For years, drugs such as Fentanyl have been on the market and provided time and time again to ‘help people in need’. However, the name Fentanyl has become a little more embroiled recently as it has been attributed as ‘the drug that killed Prince’. When the music legend died last year, there was much work going on to find out what killed him.
Sadly, this synthetic form of opiate is doing a lot more harm than it could ever do good. It’s a hugely dangerous drug, and it’s so exceptionally potent as well. The opioid epidemic in America has been causing a lot of arguments about how drugs are handled in America, and this latest opiate-based drug has really revved up the discussion.
While the drug is extremely dangerous, the name Fentanyl itself is not widely known – even in drug circles. It’s been around since the 1960s, though, and nothing has ever really been done to curtail its usage or existence. Apparently the drug has 100 times the strength of morphine and even 30-50 times the power of heroin, it’s a drug that should come with an incredible warning sign.
Apparently, a single microgram could kill someone.
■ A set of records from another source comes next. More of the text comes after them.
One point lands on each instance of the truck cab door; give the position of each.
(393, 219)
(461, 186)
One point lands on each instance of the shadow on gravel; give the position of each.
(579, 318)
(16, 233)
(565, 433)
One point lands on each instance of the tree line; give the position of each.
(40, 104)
It’s hugely powerful and has been become one of the poster boys for the battle again the opioid epidemic in the United States. It’s usually only suggested to be given to people undergoing extensive and severe pain, usually in a form of a patch to help them mediate the pain and find comfort in life.
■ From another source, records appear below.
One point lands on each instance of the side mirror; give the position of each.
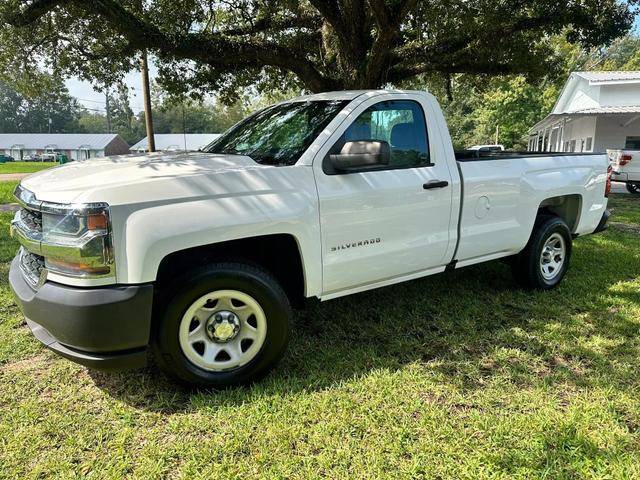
(361, 155)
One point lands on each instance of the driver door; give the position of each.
(386, 223)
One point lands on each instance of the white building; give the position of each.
(76, 146)
(596, 111)
(176, 142)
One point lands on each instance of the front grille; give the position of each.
(32, 267)
(31, 219)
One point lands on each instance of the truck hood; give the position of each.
(115, 179)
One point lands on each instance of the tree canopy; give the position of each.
(206, 45)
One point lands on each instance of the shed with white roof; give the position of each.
(596, 111)
(76, 146)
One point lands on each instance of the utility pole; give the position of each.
(108, 110)
(144, 70)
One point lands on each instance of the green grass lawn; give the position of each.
(25, 167)
(459, 375)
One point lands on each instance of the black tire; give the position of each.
(245, 278)
(633, 188)
(526, 266)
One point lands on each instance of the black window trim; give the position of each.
(327, 170)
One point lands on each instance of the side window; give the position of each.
(399, 123)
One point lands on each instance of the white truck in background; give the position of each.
(199, 256)
(626, 168)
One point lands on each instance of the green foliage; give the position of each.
(20, 113)
(514, 104)
(216, 46)
(189, 116)
(6, 191)
(25, 167)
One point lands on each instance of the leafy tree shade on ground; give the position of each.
(322, 44)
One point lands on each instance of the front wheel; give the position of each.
(545, 260)
(226, 324)
(633, 188)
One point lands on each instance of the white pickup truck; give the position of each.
(198, 257)
(626, 168)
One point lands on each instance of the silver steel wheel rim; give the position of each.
(553, 256)
(208, 336)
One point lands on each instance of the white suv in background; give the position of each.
(626, 168)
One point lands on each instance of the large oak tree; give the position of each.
(321, 44)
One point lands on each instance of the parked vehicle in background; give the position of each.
(488, 148)
(626, 168)
(199, 257)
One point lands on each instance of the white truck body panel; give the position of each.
(164, 203)
(627, 170)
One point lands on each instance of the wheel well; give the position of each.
(279, 254)
(567, 207)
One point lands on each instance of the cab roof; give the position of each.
(347, 95)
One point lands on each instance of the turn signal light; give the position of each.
(97, 222)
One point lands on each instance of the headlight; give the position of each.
(74, 240)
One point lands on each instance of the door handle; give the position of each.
(435, 184)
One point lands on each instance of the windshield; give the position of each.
(278, 135)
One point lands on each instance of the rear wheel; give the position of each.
(226, 324)
(633, 188)
(545, 260)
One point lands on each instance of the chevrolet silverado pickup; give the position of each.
(198, 257)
However, other forms with far more variable doses are easily obtained in the wrong circles – and is having a critical, negative effect on many people. Having become easily made in Chinese and Mexican facilities before being imported, it’s actually used to help cut heroin in some of the worst places: leading to a concoction that kills.
In the mid-2000s, a minor epidemic of Fentanyl being used broke out in which around 1,000 people died between 2005 and 2007. The lab was shut down that made it, though, and the problem quickly stopped, and Fentanyl vanished into the background of the drug world once again.
By 2015, though, it was back as the DEA started to warn of a ‘growing epidemic’ amid a huge increase in Fentanyl-caused seizures. The huge volume of locations that were now making Fentanyl ensured that supply was increasing, as was demand. This came from the creation of OxyContin, a powerful painkiller that was edited to ensure it could not be abused, leading to those in need of a fix looking for other, more dangerous, sources.
Hundreds of seizures and overdoses have been recorded since 2015, and the drug itself has been gaining a lot of notoriety because of it. While some states, such as New Hampshire, are beginning to pass damning legislation to offer murder charges to anyone who provides Fentanyl to someone in a lethal dosage, there’s not enough being done to combat this growing problem.
As ever, the path to success stems from understanding why people are taking Fentanyl, rather than pushing them to crime because of their actions. Understanding, not lambasting, will make the difference in the long battle to come against Fentanyl.